FROM THE PRESIDENT
Photo above: In San Miguel, Michael meets with Edwin (16) who shares his story about encountering gang violence at school. (Photo/Michelle Siu)
I was in El Salvador when I met Edwin. Not much younger than my own son Aidan, Edwin spoke to me about the tough decisions he faced at high school. Like so many kids his age, school meant a lot and it reminded me of Aidan who was in the tricky process of trying to figure out which school to attend after graduation.
Although the two boys have similar commitments to their education, I quickly realized as I listened to Edwin’s story that the hurdles he faces to achieve this basic right were far different than my son’s.
With gang violence at its core, El Salvador has some of the highest homicide rates in the world outside of a warzone. More than a third of the population are between the ages of 11 and 25, which means violence directly affects young people. Edwin knew this all too well as he recounted how he was forced to choose between an education and his life.
After completing primary school nearby, Edwin had to look for a high school further away since there wasn’t one in his community. In El Salvador, neighbourhoods are divided by gang lines and crossing into a new neighbourhood would mean crossing into another gang’s territory. In El Salvador this isn’t uncommon. Thousands of children put themselves in harms way every day in order to get to school.
It wasn’t long before Edwin was threatened by a gang. If he came to school in their territory again, he’d be killed, they warned. Edwin’s family knew these weren’t empty threats. With no alternative schooling options, Edwin’s only choice was to drop out of school.
El Salvador has been named the murder capital of the world. A gravesite near San Miguel is a stark reminder of this. (Photo/Michelle Siu)
Missing out on school in El Salvador is more than just losing out on an education. In a country where gang violence is rampant and unemployment rates are high, children who aren’t in school are often forcibly recruited by gangs to join their ranks, which not only endangers them physically and mentally but also severely limits their ability to find a career outside of the criminal realm.
I cannot imagine how stuck Edwin must have felt. Skipping just a few months would mean repeating the year but anything more would become dangerous to his wellbeing.
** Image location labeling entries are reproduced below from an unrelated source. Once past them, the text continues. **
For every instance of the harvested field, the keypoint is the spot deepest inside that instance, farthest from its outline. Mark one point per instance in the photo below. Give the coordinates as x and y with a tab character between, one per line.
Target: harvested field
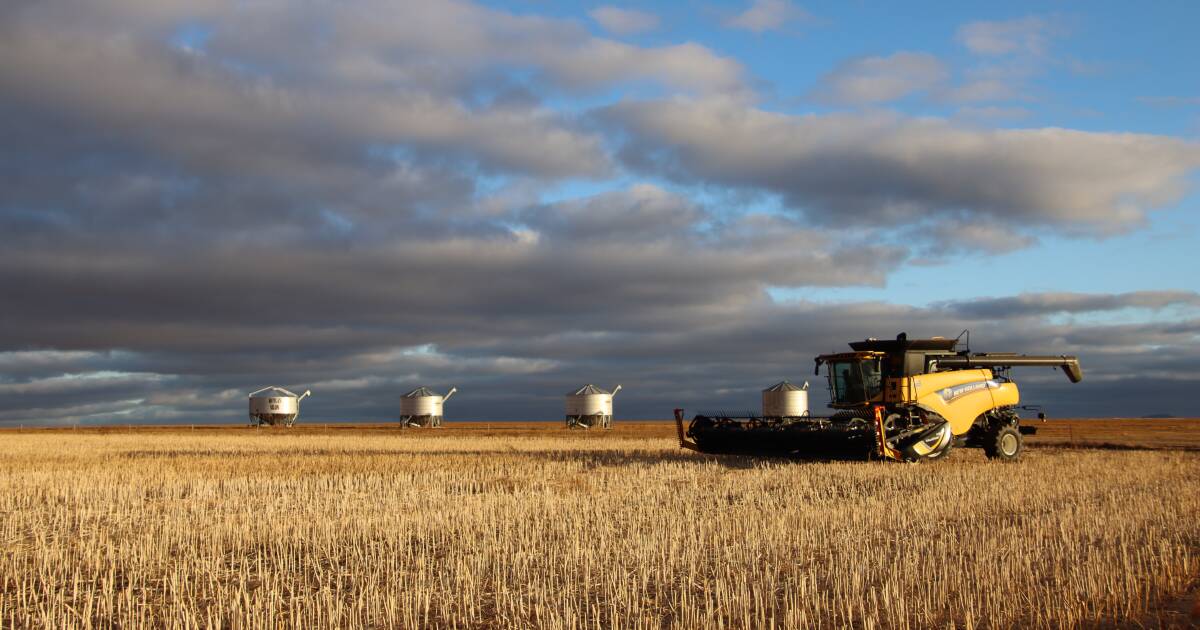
519	526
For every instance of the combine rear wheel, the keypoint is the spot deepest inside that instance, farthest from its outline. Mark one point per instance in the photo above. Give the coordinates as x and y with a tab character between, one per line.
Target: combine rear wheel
1003	443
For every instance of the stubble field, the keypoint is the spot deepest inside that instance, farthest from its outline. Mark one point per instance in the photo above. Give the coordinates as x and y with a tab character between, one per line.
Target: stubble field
526	526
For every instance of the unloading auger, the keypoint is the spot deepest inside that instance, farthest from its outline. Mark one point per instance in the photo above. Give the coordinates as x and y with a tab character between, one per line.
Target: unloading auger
904	400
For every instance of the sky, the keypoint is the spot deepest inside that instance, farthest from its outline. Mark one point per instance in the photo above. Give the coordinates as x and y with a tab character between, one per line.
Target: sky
202	198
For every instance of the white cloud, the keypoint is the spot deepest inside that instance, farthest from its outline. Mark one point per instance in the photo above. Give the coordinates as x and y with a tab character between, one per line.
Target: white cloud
624	21
766	16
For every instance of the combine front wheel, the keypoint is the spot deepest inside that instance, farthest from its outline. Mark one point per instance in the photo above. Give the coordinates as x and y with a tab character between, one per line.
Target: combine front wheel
1003	443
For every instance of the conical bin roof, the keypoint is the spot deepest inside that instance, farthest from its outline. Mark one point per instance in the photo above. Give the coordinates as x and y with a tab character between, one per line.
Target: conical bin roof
588	390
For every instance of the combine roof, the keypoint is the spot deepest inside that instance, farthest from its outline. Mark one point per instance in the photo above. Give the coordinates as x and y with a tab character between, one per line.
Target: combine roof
785	385
893	346
588	390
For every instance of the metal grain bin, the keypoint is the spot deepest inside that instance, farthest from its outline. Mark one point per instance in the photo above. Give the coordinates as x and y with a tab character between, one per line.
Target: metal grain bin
275	406
423	407
785	400
589	406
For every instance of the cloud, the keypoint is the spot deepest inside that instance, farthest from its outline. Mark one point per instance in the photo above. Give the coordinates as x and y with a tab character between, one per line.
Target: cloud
766	16
1043	304
1029	35
876	79
365	199
881	168
624	21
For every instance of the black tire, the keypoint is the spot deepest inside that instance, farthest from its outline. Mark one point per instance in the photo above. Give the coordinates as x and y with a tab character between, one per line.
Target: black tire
942	454
1003	443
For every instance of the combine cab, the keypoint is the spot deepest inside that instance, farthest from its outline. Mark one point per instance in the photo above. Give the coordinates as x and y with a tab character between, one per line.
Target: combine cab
904	400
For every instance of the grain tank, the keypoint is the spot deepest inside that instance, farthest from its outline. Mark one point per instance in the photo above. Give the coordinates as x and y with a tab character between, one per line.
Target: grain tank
423	407
275	406
785	400
589	406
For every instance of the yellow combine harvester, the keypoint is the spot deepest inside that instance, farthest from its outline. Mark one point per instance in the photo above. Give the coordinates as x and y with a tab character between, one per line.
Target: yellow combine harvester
905	400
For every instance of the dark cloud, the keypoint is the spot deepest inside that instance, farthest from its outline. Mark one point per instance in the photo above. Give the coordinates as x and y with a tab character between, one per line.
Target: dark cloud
881	168
1041	304
355	201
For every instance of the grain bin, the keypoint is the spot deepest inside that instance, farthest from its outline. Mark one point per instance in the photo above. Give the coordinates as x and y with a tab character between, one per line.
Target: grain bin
423	407
275	406
589	406
785	400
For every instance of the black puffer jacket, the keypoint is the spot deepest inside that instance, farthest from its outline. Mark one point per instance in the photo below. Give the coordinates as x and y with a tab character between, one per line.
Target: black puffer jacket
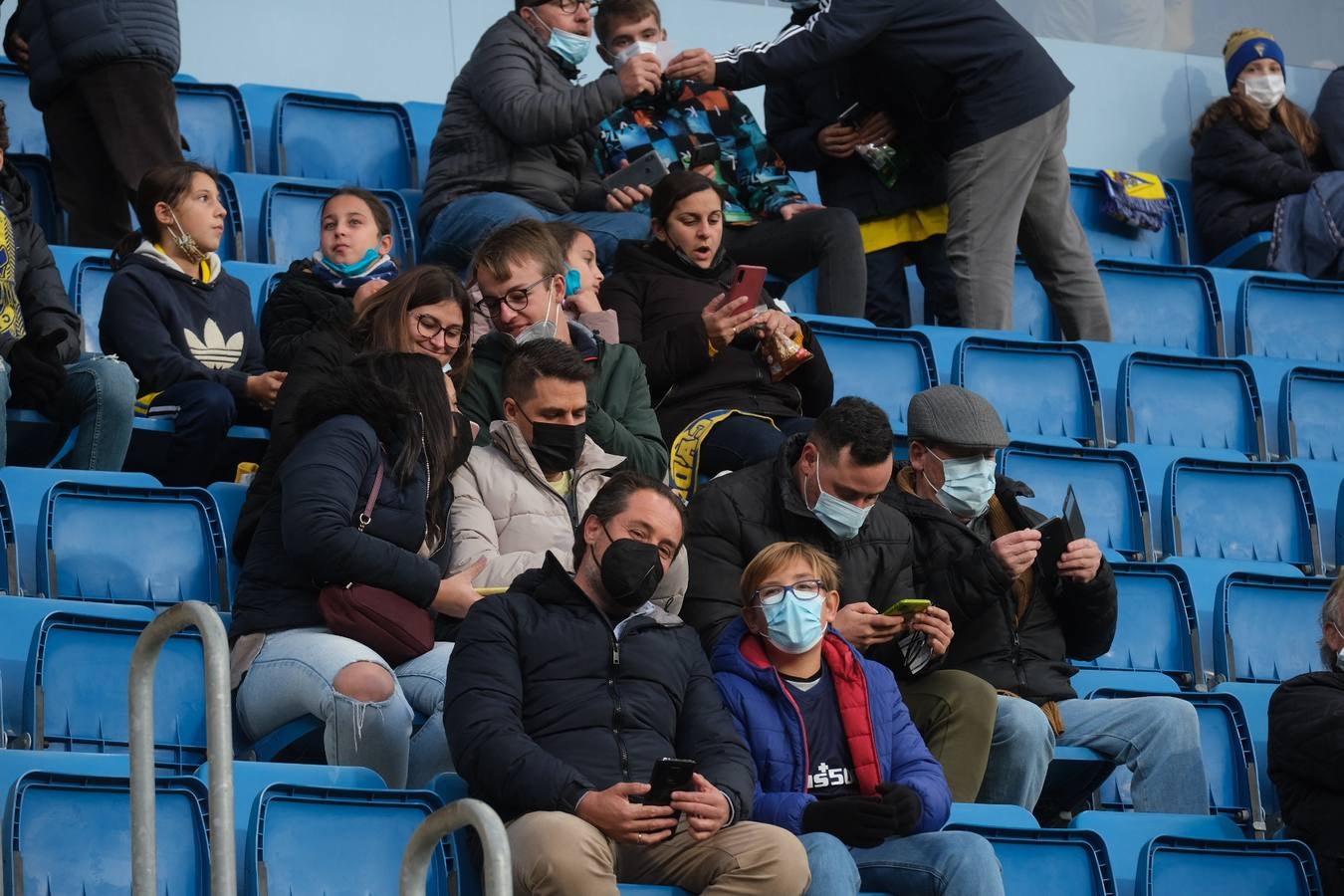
515	122
42	295
659	299
1239	176
956	569
544	703
302	307
66	38
1306	761
733	518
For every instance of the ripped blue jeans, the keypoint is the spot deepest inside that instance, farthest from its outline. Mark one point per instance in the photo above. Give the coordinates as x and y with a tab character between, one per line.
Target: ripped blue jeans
293	675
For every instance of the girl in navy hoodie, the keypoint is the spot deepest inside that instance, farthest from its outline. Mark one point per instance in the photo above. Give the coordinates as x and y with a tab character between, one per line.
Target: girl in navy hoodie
183	324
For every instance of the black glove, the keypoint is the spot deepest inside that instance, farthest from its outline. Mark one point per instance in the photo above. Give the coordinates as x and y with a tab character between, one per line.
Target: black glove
37	373
905	804
857	821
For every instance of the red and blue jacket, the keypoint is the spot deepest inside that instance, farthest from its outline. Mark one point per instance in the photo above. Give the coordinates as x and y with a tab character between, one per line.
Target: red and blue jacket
882	739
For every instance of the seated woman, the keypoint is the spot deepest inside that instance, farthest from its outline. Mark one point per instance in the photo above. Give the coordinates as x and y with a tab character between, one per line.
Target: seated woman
702	350
423	311
384	412
323	292
183	324
1251	148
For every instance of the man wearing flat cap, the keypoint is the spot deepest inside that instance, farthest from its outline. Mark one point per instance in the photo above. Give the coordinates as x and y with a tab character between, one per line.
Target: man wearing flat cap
1016	622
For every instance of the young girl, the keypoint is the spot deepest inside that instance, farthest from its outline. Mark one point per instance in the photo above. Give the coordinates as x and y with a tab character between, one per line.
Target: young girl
1251	148
183	324
323	292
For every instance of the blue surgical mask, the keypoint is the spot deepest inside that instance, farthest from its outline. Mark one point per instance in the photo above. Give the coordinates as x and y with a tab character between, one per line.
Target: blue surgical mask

Thankfully World Vision is working to support youth like Edwin, which is why I came to visit El Salvador in the first place. Through a new program called ‘Youth Ready’, we’re working directly with youth who have missed out on school due to the threat of violence. Across El Salvador and Honduras, we give at-risk youth the necessary life skills, education and strategic partnerships to help them enter the workplace and transition smoothly into adulthood. World Vision currently works with 391 young people and we expect this number to increase to 2,400 by 2020. Edwin looks forward to Youth Ready starting in his community.
World Vision can’t give Edwin his school back, but Youth Ready aims to plug the gaps in his education. We want to be able to give young people like Edwin the best opportunity possible to succeed by providing a safe environment to learn and grow.